Lack of capital is repeatedly cited as one of the top reasons businesses fail. In a survey, a whopping 79% of small business owners who closed shop cited “starting out with too little money” as a reason for their failure. It forces countless businesses to close shop before they’re even given a real chance to succeed. In a previous post, we discussed how to figure out how much you’ll actually need. In this post, we discuss how to get it.
First Things First
Before you even consider taking the huge risk of quitting your day job and becoming an entrepreneur, you have to make sure you’re actually on to something. We all get those moments when we think of a great idea for a business, but that’s just not enough. You have to do a lot of research, ask the hard questions. Then there’s the question if you’re willing to be flat broke and lose time for pretty much anything else for at least a couple of years. Whether you should even consider starting your own business is the first question. This could be a helpful read.
From Your Own (or Your Family’s and Friends’) Pockets
A full 68% of startup capital comes from the business owner’s own money and assets on average, according to Dave Roos citing figures from Consumer Reports. This makes sense, since at least you’ll only have to answer to yourself if things go wrong. Other sources of funding can easily lead to legal and financial trouble, or at least destroyed relationships.
Unless you’ve got money to throw away, learn to love a frugal lifestyle, at least for the first few years. Sell or downgrade assets that you don’t really need or that are burning a hole in your pocket.
Leveraging Your Assets
After cutting down on the excesses of your lifestyle, consider the value of what’s left and see if you can get loans against such assets as your house or your 401(k) or IRA accounts. This comes with added responsibilities since the installments will keep coming like clockwork, even if you close shop. Many have had to file for bankruptcy because of runaway debt, so be careful.

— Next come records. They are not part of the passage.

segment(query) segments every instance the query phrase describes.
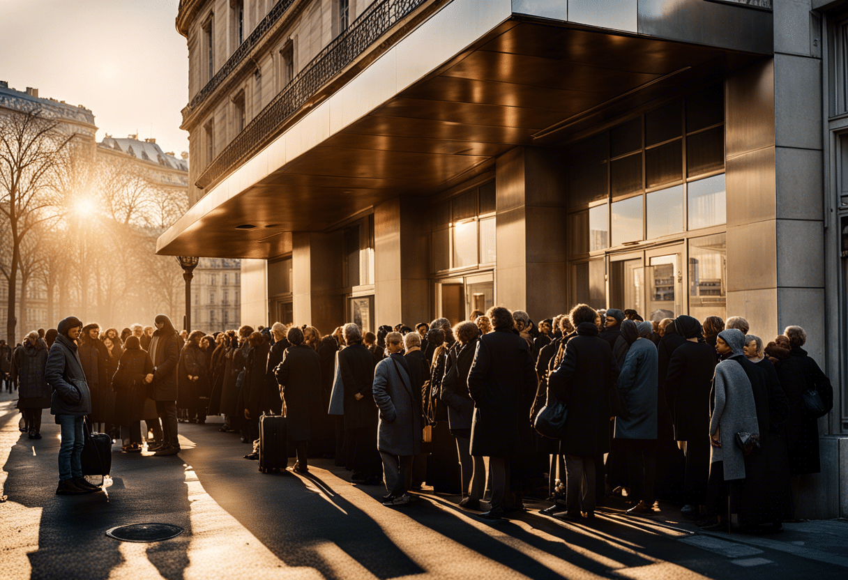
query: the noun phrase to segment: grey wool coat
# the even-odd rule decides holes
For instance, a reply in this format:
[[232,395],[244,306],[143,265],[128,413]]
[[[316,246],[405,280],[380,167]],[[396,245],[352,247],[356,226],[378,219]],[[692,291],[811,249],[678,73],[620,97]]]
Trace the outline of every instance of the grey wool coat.
[[392,455],[421,453],[421,395],[412,389],[406,360],[394,354],[374,369],[374,402],[380,409],[377,448]]
[[722,360],[716,366],[712,391],[715,399],[710,435],[717,431],[722,446],[710,448],[710,463],[724,462],[725,481],[745,479],[745,456],[734,439],[739,432],[752,434],[760,432],[750,381],[738,362]]
[[616,439],[656,439],[659,355],[647,338],[637,338],[624,357],[618,375],[618,391],[629,416],[616,417]]

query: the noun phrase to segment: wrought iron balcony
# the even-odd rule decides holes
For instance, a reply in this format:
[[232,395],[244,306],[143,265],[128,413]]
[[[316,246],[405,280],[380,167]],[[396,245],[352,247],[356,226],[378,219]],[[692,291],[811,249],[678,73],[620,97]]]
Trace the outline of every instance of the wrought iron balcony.
[[213,159],[198,178],[197,187],[204,189],[218,181],[261,149],[311,97],[426,1],[382,0],[371,4],[298,73]]

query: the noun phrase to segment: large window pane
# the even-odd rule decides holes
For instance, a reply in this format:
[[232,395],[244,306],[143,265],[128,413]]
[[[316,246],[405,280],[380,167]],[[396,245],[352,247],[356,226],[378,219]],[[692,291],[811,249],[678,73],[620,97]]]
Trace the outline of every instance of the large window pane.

Investors are another way to get funding, but as with taking out a loan on your house, be sure you know what you’re getting into. An investor usually treats their investments as a purchase of a share of your business, so be careful you’re not actually letting your business fall into other people’s hands. Also, your business will also need to already be at a level that investors can see good potential for profit.
Get a Loan
Straight-out loans are another option. Aside from friends and family and your credit cards, loans can be availed through the SBA or from banks. Those from the said institutions, however, are almost always harder to get than other options and usually require a good credit standing and positive track record.